While you should always utilize the time right after stress activates to reflect and contemplate new behaviors, conscious shifts between rest and work will help you transition more conveniently between productive recovery and productive focus. For instance, try the following exercises:

  • Stick to a Preset Work Plan: Even though you can extend your working hours, don’t make it a rule. Set the alarm or catch up with a friend for a fixed after-work conversation every day to mark the workday’s end. The added connectedness will benefit both sides.
  • Walk to Work: Simulate your morning travel with a brief walk to exercise your body and groom your mind. Carry a go-to drink, walk around the building, or see where 1,000 steps on your fitness app take you.
  • Perform an End-of-day Ritual: If you have a home office, leave it and shut the door when you’re done for the day. Chalk a clear line between “work” and “no work.” If you’re space-bound, pack up your workstation equipment and reconvert your temp office into your regular home space so that you’re less bothered about work in the evening — and less induced to return to it.
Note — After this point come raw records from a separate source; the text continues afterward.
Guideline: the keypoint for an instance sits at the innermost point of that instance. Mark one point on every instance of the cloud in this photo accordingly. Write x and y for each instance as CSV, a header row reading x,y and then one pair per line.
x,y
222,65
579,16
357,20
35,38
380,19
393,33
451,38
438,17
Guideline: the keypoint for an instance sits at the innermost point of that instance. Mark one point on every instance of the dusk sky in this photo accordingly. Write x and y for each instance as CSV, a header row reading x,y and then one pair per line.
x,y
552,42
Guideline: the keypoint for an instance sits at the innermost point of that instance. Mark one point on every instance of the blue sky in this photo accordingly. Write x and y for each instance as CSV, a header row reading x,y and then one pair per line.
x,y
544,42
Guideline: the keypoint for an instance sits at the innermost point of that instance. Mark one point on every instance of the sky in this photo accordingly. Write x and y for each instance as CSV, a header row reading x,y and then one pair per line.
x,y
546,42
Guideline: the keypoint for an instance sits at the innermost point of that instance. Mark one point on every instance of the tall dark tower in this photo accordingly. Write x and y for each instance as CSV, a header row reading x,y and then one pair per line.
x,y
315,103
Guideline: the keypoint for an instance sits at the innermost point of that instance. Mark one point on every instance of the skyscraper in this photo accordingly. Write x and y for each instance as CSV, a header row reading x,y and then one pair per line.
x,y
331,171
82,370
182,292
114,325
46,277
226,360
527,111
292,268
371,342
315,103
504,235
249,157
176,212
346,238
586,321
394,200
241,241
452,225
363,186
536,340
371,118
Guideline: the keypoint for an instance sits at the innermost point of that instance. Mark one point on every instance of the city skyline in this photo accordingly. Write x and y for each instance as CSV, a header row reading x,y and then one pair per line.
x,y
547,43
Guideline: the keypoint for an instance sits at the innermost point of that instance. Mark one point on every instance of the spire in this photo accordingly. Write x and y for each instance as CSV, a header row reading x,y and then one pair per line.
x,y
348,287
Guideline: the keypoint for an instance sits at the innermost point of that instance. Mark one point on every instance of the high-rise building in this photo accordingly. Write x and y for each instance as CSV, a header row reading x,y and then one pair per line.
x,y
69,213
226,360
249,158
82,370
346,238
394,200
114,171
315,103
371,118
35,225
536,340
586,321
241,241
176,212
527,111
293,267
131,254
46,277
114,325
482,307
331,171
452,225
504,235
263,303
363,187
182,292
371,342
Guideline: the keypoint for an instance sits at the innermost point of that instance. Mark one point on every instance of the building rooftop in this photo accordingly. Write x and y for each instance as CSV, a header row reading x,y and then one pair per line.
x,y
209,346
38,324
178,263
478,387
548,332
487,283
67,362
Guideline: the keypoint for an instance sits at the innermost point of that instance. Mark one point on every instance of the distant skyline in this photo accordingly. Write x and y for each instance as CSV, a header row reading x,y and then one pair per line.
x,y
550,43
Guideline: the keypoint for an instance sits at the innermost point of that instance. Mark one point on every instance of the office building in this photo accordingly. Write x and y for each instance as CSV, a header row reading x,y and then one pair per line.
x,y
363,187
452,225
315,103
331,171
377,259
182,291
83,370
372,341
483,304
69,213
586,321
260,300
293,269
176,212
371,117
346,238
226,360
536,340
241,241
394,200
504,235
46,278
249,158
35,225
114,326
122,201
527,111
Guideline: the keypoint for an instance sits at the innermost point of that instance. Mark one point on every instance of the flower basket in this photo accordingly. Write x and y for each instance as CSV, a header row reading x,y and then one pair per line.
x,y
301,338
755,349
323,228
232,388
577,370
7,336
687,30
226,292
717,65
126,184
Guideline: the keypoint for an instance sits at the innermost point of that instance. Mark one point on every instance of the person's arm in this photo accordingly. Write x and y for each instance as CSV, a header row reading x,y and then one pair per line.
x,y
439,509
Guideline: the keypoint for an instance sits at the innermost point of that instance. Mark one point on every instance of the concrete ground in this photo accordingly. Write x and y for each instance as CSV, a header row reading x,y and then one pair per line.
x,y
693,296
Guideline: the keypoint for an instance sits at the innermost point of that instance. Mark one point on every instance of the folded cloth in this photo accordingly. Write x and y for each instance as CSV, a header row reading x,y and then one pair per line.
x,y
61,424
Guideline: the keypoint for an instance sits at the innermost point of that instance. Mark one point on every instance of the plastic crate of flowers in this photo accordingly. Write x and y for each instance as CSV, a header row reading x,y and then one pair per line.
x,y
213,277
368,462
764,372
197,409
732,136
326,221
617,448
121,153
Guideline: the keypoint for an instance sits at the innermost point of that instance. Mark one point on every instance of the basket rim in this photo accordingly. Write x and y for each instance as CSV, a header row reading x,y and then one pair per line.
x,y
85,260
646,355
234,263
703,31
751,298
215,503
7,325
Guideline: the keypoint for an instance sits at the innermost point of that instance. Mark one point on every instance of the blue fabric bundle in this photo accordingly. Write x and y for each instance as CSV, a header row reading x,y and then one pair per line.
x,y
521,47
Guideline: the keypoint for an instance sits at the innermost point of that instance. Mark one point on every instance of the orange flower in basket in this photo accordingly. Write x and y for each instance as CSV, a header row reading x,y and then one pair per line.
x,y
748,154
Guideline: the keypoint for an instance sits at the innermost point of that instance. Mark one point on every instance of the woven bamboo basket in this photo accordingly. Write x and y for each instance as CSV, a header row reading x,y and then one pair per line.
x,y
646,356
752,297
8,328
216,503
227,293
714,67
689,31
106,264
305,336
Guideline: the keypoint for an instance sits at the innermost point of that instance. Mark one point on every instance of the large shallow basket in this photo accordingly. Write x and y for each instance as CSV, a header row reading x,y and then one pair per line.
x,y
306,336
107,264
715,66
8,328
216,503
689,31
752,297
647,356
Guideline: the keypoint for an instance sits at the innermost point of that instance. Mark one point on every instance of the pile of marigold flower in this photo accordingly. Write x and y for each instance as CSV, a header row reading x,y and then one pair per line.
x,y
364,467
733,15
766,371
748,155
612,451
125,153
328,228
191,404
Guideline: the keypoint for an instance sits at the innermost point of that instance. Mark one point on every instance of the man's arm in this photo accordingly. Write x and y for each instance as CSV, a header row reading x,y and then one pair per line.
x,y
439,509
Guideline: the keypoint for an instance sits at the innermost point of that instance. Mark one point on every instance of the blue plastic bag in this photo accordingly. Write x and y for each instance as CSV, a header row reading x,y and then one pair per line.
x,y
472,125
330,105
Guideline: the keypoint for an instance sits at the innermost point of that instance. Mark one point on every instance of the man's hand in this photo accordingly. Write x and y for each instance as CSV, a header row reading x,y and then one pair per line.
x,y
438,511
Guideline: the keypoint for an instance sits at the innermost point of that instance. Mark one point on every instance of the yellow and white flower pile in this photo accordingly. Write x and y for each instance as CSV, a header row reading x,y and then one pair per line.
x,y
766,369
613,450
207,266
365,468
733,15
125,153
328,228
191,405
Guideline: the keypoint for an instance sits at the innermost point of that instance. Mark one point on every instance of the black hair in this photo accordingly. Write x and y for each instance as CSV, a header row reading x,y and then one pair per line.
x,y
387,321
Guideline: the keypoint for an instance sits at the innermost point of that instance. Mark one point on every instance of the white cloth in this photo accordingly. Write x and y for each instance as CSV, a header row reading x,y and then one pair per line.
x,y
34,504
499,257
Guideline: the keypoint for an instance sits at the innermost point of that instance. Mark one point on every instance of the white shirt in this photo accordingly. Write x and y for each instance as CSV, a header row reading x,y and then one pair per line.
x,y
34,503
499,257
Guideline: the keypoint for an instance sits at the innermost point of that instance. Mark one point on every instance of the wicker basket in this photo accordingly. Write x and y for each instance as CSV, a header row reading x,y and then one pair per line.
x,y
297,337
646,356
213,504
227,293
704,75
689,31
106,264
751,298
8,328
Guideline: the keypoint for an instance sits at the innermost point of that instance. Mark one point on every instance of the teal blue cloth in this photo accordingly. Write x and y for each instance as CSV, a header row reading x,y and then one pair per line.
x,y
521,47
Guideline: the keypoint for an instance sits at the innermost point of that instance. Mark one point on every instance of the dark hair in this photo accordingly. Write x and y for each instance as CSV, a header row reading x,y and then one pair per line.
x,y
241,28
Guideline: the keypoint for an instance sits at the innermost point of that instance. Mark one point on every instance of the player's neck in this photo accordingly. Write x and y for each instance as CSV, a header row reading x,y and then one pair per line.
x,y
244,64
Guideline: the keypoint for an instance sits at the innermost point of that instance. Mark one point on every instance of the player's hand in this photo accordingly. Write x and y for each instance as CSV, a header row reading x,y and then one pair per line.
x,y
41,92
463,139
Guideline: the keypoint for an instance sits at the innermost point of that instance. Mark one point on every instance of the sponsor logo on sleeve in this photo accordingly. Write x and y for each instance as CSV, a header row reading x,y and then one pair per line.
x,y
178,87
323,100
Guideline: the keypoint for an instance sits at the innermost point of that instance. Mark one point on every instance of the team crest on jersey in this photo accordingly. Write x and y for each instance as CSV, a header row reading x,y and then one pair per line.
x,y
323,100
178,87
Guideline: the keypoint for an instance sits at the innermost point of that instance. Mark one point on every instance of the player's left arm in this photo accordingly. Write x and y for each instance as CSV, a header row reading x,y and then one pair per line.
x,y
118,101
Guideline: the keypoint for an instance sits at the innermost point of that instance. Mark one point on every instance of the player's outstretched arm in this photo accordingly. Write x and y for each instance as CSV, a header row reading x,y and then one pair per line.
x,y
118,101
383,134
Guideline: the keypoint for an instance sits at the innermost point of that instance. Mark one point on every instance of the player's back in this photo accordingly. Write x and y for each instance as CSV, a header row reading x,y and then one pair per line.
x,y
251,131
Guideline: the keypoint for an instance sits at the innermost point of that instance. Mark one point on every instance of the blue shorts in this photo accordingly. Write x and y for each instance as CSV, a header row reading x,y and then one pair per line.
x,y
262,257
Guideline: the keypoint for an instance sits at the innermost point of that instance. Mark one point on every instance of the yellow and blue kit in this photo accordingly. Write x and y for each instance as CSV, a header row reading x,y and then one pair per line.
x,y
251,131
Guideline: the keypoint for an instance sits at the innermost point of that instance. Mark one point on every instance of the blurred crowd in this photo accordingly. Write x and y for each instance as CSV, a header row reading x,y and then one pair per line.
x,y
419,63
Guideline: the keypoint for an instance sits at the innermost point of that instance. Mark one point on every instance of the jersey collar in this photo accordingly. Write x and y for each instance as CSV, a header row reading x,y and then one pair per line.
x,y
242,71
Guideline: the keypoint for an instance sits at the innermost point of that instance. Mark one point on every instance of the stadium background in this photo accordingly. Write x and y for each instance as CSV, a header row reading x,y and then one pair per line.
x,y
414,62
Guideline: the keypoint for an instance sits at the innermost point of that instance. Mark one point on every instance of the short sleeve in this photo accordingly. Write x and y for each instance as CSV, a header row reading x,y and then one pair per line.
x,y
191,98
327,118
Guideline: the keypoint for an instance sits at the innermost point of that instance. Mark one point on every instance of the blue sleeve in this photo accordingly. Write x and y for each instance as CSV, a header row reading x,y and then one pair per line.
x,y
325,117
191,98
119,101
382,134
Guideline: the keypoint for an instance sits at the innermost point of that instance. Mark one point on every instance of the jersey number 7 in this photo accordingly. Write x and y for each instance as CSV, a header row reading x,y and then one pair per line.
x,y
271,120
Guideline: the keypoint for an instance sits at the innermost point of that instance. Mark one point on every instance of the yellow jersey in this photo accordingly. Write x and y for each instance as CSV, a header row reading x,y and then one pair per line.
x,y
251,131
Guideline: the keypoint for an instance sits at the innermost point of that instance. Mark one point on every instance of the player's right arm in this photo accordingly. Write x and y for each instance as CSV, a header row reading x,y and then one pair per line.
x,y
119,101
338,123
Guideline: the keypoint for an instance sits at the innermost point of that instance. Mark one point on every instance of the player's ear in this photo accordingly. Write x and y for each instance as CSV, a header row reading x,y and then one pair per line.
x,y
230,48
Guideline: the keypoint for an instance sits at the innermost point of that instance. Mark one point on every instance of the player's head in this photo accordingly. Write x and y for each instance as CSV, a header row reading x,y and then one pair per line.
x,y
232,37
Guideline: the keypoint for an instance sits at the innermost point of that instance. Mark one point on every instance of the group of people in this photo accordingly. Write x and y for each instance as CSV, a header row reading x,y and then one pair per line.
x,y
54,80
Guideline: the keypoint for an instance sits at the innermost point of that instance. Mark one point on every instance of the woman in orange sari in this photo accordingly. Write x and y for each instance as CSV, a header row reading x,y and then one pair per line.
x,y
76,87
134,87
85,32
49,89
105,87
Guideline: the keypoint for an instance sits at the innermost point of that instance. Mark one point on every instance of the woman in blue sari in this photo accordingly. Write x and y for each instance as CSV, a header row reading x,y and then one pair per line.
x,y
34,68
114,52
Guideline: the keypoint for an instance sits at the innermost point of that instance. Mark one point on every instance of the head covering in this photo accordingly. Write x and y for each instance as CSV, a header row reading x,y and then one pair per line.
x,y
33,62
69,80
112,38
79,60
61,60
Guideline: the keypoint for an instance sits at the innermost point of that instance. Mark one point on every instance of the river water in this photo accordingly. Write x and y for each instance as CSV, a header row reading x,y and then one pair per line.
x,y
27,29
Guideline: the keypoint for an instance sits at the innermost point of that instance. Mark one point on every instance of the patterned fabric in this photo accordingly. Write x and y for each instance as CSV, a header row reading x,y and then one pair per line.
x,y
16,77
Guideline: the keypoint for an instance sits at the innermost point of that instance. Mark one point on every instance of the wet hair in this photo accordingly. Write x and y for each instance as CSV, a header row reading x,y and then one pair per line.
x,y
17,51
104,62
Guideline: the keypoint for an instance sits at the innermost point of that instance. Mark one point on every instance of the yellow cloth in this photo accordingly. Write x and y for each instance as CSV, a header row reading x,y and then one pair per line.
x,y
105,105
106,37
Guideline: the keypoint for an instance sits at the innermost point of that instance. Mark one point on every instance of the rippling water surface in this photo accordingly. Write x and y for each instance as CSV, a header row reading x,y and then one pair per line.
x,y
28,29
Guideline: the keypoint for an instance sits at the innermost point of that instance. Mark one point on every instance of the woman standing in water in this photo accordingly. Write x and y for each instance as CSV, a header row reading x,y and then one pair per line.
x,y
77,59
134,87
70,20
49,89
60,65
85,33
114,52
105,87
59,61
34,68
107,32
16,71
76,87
Make this a ritual. Furthermore, take another stroll to mimic your commute, just like you did as the day kicked off.

Connecting the Dots

Stress offers us the mental focus and physical energy to respond to critical situations. Stress isn’t bad per se but managed poorly, leads to wide-ranging adversaries. By rethinking how we perceive stress and optimizing instead of minimizing it, we can turn stress into growth, learning, and better performance.